Akhirnya, tidak menutup kemungkinan timbul kehidupan sosial budaya dalam
kondisi persaingan yang sangat tajam, rasa solidaritas semakin menipis,
manusia seolah tidak begitu peduli lagi dengan kehidupan orang lain.
Bangsa Indonesia yang dulu dipandang sebagai masyarakat yang kuat
solidaritasnya, sekarang menjadi masyarakat yang mementingkan diri sendiri,
egoisme semakin menonjol, yang mewarnai kehidupan masyarakat.
Scholte melihat bahwa ada beberapa definisi yang dimaksudkan orang dengan globalisasi:
·         Internasionalisasi: Globalisasi diartikan sebagai meningkatnya hubungan internasional.

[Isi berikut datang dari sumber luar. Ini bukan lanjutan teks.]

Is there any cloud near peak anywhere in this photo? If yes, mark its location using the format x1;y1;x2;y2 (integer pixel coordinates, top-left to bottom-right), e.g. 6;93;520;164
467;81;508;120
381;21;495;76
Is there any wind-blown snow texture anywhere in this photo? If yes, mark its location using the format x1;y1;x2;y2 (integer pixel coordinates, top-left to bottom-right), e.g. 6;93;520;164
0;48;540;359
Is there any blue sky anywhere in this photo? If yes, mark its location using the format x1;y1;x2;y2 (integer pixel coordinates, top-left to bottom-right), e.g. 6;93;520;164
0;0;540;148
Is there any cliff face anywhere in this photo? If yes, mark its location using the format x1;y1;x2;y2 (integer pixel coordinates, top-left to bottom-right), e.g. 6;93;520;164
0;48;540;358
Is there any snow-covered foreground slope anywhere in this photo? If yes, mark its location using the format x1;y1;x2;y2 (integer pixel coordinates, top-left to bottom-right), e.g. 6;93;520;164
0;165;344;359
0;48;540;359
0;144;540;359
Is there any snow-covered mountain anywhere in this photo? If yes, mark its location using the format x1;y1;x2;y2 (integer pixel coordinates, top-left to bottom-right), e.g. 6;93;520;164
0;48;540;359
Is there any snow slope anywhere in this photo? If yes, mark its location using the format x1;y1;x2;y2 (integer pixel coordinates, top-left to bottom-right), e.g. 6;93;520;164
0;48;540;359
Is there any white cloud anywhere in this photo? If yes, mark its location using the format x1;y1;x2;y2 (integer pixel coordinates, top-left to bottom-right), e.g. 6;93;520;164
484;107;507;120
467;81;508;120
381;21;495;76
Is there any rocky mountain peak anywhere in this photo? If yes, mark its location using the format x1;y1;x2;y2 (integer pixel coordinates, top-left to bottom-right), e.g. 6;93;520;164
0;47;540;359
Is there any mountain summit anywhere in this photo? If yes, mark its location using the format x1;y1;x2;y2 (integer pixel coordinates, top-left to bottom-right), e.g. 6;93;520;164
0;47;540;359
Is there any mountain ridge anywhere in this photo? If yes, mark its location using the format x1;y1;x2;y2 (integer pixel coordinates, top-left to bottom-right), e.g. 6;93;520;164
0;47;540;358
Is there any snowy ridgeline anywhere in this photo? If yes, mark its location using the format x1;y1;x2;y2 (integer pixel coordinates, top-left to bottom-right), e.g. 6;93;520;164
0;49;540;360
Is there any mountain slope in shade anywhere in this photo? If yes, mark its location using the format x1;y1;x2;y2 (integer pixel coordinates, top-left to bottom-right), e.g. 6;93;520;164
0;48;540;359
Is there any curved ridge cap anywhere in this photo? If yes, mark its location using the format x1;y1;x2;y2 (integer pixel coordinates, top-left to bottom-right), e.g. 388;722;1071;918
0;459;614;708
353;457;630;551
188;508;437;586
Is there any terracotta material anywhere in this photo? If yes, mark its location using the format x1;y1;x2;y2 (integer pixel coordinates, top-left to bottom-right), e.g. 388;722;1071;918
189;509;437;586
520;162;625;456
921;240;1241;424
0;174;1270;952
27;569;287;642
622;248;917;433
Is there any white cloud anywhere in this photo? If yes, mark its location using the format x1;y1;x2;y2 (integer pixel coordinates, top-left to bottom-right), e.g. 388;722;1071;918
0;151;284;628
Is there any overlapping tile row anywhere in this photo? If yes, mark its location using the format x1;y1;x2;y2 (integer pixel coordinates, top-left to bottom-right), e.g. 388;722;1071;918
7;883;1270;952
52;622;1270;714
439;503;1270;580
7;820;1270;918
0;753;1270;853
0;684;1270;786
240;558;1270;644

Dalam hal ini masing-masing negara tetap mempertahankan identitasnya masing-masing, namun menjadi semakin tergantung satu sama lain.
·         Liberalisasi: Globalisasi juga diartikan dengan semakin diturunkankan batas antar negara, misalnya hambatan tarif ekspor impor, lalu lintas devisa, maupun migrasi.
·         Universalisasi: Globalisasi juga digambarkan sebagai semakin tersebarnya hal material maupun imaterial ke seluruh dunia. Pengalaman di satu lokalitas dapat menjadi pengalaman seluruh dunia.
·         Westernisasi: Westernisasi adalah salah satu bentuk dari universalisasi dengan semakin menyebarnya pikiran dan budaya dari barat sehingga mengglobal.
·         Hubungan transplanetari dan suprateritorialitas: Arti kelima ini berbeda dengan keempat definisi di atas. Pada empat definisi pertama, masing-masing negara masih mempertahankan status ontologinya. Pada pengertian yang kelima, dunia global memiliki status ontologi sendiri, bukan sekadar gabungan negara-negara.
Adapun dampak globalisasi antara lain:
1. Dampak positif
·         Mudah memperoleh informasi dan ilmu pengetahuan
·         Mudah melakukan komunikasi
·         Cepat dalam bepergian (mobilitas tinggi)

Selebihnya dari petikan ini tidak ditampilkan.